Palazzo Dario

Claude Monet

Contemporary-Art.org
Keywords: PalazzoDario

Work Overview

Palazzo Dario
LE PALAIS DARIO
Claude Monet
Date: 1908
Oil on canvas
32 by 26 in.
81 by 66 cm
Style: Impressionism
Genre: cityscape
Estimate   8,000,000 — 12,000,000  USD
 LOT SOLD. 10,401,000 USD (Hammer Price with Buyer's Premium)


The Palazzo Dario is a palace located between the Palazzo Barbaro Wolkoff and the narrow Rio delle Torreselle on the Grand Canal in the sestiere of Dorsoduro, of the city of Venice, Italy. The palace was built in the floral Venetian Gothic style and was renovated with Renaissance-style .

In 1908 the painter Claude Monet created impressionist depictions of Palazzo Dario, including canvases at the Art Institute of Chicago and the National Museum of Art of Wales.


This work has been requested for the upcoming exhibition, The Light of Venice, to be held at the Beyeler Foundation in Riehen from September 28, 2008 until January 25, 2009.

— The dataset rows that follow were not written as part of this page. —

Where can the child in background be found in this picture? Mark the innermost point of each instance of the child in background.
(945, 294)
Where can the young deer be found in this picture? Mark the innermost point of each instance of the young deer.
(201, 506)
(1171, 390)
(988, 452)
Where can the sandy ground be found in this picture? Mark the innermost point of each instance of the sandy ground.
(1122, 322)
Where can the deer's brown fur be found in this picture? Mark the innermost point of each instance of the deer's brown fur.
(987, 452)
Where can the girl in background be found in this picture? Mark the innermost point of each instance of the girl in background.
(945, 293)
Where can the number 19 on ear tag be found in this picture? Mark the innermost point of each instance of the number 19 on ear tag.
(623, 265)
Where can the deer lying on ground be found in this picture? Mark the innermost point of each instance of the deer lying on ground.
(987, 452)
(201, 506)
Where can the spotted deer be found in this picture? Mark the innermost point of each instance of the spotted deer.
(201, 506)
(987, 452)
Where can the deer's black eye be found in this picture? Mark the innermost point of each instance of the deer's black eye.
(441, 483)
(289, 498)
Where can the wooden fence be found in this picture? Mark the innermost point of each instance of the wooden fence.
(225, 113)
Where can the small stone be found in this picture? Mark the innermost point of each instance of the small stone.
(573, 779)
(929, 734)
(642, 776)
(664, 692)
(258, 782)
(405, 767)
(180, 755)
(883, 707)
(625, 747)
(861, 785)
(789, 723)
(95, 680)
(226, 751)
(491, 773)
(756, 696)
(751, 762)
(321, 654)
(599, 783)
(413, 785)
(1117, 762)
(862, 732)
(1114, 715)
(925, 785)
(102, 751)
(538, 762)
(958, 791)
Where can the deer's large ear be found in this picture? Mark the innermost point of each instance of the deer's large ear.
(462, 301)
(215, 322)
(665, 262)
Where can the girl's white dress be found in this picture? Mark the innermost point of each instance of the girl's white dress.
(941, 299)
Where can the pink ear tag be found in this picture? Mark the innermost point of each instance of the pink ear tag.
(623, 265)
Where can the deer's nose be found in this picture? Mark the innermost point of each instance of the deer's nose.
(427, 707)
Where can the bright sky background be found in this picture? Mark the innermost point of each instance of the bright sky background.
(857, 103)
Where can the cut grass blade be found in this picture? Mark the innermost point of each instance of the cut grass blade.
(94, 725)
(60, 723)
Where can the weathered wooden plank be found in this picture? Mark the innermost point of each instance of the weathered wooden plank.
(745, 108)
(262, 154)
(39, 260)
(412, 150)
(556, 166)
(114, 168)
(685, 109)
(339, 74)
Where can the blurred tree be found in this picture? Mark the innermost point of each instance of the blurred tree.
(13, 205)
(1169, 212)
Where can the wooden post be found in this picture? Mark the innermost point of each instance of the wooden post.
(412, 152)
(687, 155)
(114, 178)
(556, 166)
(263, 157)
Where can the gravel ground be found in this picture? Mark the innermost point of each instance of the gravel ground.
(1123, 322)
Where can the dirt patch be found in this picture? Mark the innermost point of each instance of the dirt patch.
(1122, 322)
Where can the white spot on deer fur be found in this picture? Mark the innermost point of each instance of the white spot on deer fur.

On his arrival in Venice in October 1908, Monet joined a long and illustrious list of artists captivated by the Serenissima. Like Whistler, Turner and Sargent before him, he was fascinated by Venice's soft flickering light and majestic architecture.  At first he felt that Venice was too beautiful to be painted, but in a matter of weeks he set up his easel along the Grand Canal and completed a series of beautifully atmospheric depictions of the lagoon.  The present painting is one of four works (see figs. 1 & 2) in which Monet depicted the 15th century palace of Giovanni Dario, the secretary of the Venetian senate.  This particular canvas one stands out among them all because of the glow and crispness of its colors. 
For the first few weeks of their two-month visit, Monet and Alice were guests of Mary Hunter at the Palazzo Barbaro. From the balcony, they could see all three of the Grand Canal palaces he was to paint during his time in Venice: Palazzo da Mula, Palazzo Contarini and the subject of this painting, Palazzo Dario (see fig. 3). As in his London series, Monet often repeated the same motif several times, exploring shifts in tonality and lighting depending on the time of day and the atmospheric conditions.
Renouncing a more traditional compositional format in this picture, Monet crops the Palais Dario and most of the neighboring Palazzo Barbaro-Volkoff, giving the painting the immediacy of a snapshot. The composition is built around the slender and almost symmetrical gondola, which helps define the transition between the horizontal surface of the water and the vertical palace. In Le Palais Dario, Monet's Venice is autumnal.  The light is muted, the black shadows of the unlit windows adjoining the palace are infused with vermillion -- a hue associated with empire and majesty. The mysterious dark recesses hint at the opulent interiors without revealing them and lure the viewer in.
Like his great predecessors in Venice, Monet experimented with the light-distorting haze that hangs over the Venetian lagoon.  He chose to depict the scene in his four paintings in both horitonzal and vertical format.  This vertical picture, similar to the canvas in the collection of National Museum of Wales (Wildenstein 1759), focuses on the elongated, shimmering reflection of the palace in the waters of the canal. 
Here Monet continued to observe, as he had in the Views of the Thames he completed in 1904, how light reflected off a wide stretch of water dissolves and liquefies the solid, uneven surfaces of stone walls. In Venice, however, the closeness of the buildings to the water's edge led him to explore more abstract compositions, accentuating the interplay between the rhythms of the ornate façade, with its arched openings and horizontal divisions, and the rhythmic expanse of water. In his introduction to the Bernheim-Jeune exhibition, Octave Mirbeau observed that the atmosphere in Monet's views of Venetian palaces was "mixed with colour as though it had passed through a stained-glass window."  In fact, these pictures have a close formal relationship with the series of Water lilies  that had occupied Monet at Giverny before his trip to Venice.  In later months, Monet even claimed that this trip to Venice has enabled him to return to these compositions with a fresh perspective.   
The present canvas is one that remained in Monet's private collection until his death in 1924.  It was later inherited by his son, Michel, who lent it to the important exhibition of Monet's work at Paul Rosenberg's gallery in 1935.